Janneke de Boer is a Marie Curie doctoral fellow within the Health CASCADE project. Her research focuses on which co-creation methods are most effective when working with teachers, school staff and parents.
Lea Rahel Delfmann is a Marie Curie doctoral fellow within the Health CASCADE project. Her research focuses on scaling an existing sleep intervention with the aim to preserve ownership among adolescents.
Janneke and Lea are looking at how to develop, implement, and evaluate co-created interventions in schools to promote healthy sleeping behaviour. As part of this process, they have been reflecting on how to iterate and scale these interventions. In this blog, they argue that co-creation moves in shades of grey – just like Bayesian statistics.
Part I: Frequentists’ thinking versus Bayesians’ thinking
“Today’s posterior is tomorrow’s prior”
In other words, the answer to our question today might be a question itself tomorrow. This idea of sequential updating of knowledge during research is linked to Bayesian statistics, an approach that is slightly different from the more conventional Frequentist approach.
So, what are the differences between Frequentists’ and Bayesians’ thinking? According to Dienes:
- Frequentists would state that the probability that a person is dead (the data) given that a shark has bitten their head off (the theory) is 1.

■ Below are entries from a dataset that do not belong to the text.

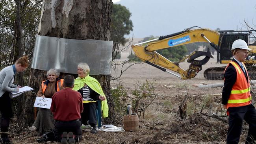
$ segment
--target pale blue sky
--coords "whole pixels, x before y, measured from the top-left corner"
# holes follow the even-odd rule
[[[194,26],[213,30],[245,30],[244,20],[250,25],[256,25],[255,0],[113,1],[132,13],[134,30],[131,37],[167,35]]]

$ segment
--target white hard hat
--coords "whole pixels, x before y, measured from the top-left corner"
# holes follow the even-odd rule
[[[231,50],[234,50],[237,48],[239,48],[244,50],[251,50],[250,49],[248,48],[248,46],[247,46],[246,42],[242,39],[237,39],[233,42]]]

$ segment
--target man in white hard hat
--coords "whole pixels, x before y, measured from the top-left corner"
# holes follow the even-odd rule
[[[222,104],[229,116],[227,144],[238,144],[244,119],[249,124],[245,144],[254,144],[256,138],[256,110],[252,104],[248,74],[242,63],[248,56],[249,50],[244,41],[234,41],[231,48],[234,59],[224,73]]]

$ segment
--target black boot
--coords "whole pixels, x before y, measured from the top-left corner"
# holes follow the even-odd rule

- Bayesians would state that the probability that a shark has bitten a person’s head off (the theory) given that the person is dead (the data) is close to 0.
The Frequentists’ statement does not say anything about the probability that the theory is true, but about the probability of observing the data, given that the theory is true. Using a Bayesian approach to the shark attack allows to say something about the probability that the theory is true given the data. With this, we can update the plausibility of our theory with new data.

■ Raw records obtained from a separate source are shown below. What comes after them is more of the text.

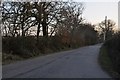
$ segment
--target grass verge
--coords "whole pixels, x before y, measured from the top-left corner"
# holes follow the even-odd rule
[[[112,78],[120,78],[120,75],[117,73],[117,71],[115,71],[111,58],[109,57],[109,53],[107,52],[107,48],[104,45],[100,48],[98,61],[101,65],[101,68],[106,71]]]

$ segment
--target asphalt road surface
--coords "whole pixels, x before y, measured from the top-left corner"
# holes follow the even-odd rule
[[[86,46],[4,65],[3,78],[110,78],[98,64],[100,46]]]

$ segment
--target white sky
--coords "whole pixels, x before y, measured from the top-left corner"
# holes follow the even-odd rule
[[[83,2],[85,10],[83,17],[92,24],[100,23],[107,16],[118,26],[118,1],[119,0],[73,0]]]

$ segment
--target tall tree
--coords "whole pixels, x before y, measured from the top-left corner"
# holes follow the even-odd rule
[[[113,35],[113,28],[115,27],[115,22],[105,17],[105,20],[99,23],[99,27],[102,30],[103,40],[106,41]]]

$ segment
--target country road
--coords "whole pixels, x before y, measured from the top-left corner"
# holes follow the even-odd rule
[[[110,78],[98,64],[100,46],[86,46],[4,65],[3,78]]]

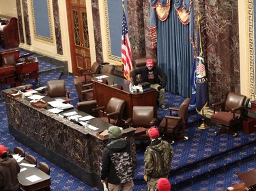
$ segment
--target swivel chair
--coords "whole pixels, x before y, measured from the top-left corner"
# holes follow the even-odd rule
[[[179,108],[169,107],[169,116],[165,116],[159,124],[160,132],[162,133],[162,139],[169,139],[171,137],[171,143],[175,140],[188,140],[188,137],[184,135],[188,123],[188,109],[190,99],[186,98]],[[172,111],[177,111],[177,116],[173,116]]]
[[[236,132],[242,125],[242,111],[246,97],[240,94],[229,92],[225,100],[212,104],[214,114],[211,116],[211,122],[220,126],[221,130],[215,132],[215,135],[229,134],[238,135]],[[221,107],[216,113],[217,107]]]

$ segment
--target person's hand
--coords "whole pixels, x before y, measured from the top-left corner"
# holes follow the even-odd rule
[[[160,86],[158,87],[157,87],[157,90],[160,92],[160,89],[162,89],[164,87],[162,87],[162,86]]]

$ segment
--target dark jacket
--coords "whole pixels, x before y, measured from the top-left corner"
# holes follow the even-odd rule
[[[171,145],[161,139],[154,140],[144,154],[144,175],[149,178],[168,176],[171,171],[171,162],[173,156]]]
[[[112,184],[124,184],[133,179],[130,142],[124,138],[113,139],[104,148],[101,179],[108,177]]]
[[[167,83],[167,77],[166,76],[162,69],[161,69],[157,65],[154,65],[151,71],[152,71],[154,73],[154,77],[156,84],[158,84],[161,86],[162,86],[162,88],[165,88]],[[136,77],[136,75],[138,74],[141,75],[141,82],[140,82],[141,83],[147,82],[148,71],[149,70],[146,66],[134,69],[132,71],[132,77],[134,85],[138,85],[138,82],[137,82]],[[159,77],[160,77],[160,79],[159,78]]]
[[[20,185],[17,175],[20,170],[14,158],[7,157],[0,162],[0,190],[18,190]]]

Part II: A Bayesian interpretation of co-creation
We think that the Bayesian approach has something in common with the co-creation of interventions. Within Health CASCADE, we are interested in applying a robust methodology, and building blocks through appropriate methods that make our interventions successful, not only in whether our interventions are successful. We could say that we are interested in updating our theory, instead of just finding a significant intervention effect. Eventually, it is this flexible updating of our “theory” which makes the generalization of interventions possible.

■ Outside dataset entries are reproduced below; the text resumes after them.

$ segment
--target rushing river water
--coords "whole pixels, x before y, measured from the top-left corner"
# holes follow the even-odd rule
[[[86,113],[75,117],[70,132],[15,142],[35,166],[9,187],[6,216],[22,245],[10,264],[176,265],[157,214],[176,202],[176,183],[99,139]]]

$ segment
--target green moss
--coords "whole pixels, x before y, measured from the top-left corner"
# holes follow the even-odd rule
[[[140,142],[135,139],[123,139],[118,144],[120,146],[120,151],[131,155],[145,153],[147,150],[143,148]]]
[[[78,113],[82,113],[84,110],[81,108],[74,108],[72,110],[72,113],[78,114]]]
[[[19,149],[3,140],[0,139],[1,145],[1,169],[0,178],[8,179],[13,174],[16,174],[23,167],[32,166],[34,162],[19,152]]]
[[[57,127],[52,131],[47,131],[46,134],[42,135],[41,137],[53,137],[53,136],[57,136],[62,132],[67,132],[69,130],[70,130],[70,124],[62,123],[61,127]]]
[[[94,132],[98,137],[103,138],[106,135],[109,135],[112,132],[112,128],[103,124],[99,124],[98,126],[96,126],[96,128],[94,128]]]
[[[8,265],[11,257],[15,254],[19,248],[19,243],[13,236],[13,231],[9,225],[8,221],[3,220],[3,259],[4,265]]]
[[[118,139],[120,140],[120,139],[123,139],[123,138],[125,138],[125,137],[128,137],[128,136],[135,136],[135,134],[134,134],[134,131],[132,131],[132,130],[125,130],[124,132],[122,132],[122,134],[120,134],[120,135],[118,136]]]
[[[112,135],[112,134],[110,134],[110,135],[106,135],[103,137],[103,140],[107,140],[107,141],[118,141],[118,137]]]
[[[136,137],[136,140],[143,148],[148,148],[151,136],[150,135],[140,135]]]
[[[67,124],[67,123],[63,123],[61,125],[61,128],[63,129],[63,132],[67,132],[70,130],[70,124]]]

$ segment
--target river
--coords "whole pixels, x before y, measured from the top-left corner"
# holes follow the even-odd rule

Part III: Generalization of co-created interventions
Let’s talk more about generalization. By nature, co-created interventions only apply to a very specific group of people, namely the group of people who created them. Take for example a healthy nap intervention for toddlers in the ‘ladybug’ group of your niece’s kindergarten in Ghent. If we’d like to make this healthy nap intervention useful for all toddlers in all kindergartens in Belgium, Europe, or the world (if we want to set the bar very high), we need to scale the intervention. To do that, we might take the intervention to another setting and adapt it in collaboration with another group of toddlers, like the ‘cockroaches’ group in your best friend’s kindergarten in Brussels. In this process, our main interest is not to develop the perfect one-fits-all intervention, but to find the building blocks in the process that made the intervention work. In Bayesian terms, the intervention developed in the ‘ladybug’ group might be the prior, updated with data from the ‘cockroaches’ group. The updated intervention would then be the posterior until we go on looking for another group of toddlers in another kindergarten. During this iterative process, the building blocks that work for all toddlers will receive a boost in plausibility. The ones that don’t will suffer a decline. By focusing on the building blocks in the co-creation process rather than on the effect, co-created interventions become sustainable and applicable in various settings and contexts. This relates back to our starting point – co-creation is very similar to Bayesian statistics when it comes to the question of what works and what does not, or what is right and what is wrong. The answer is for now, that this has to be updated.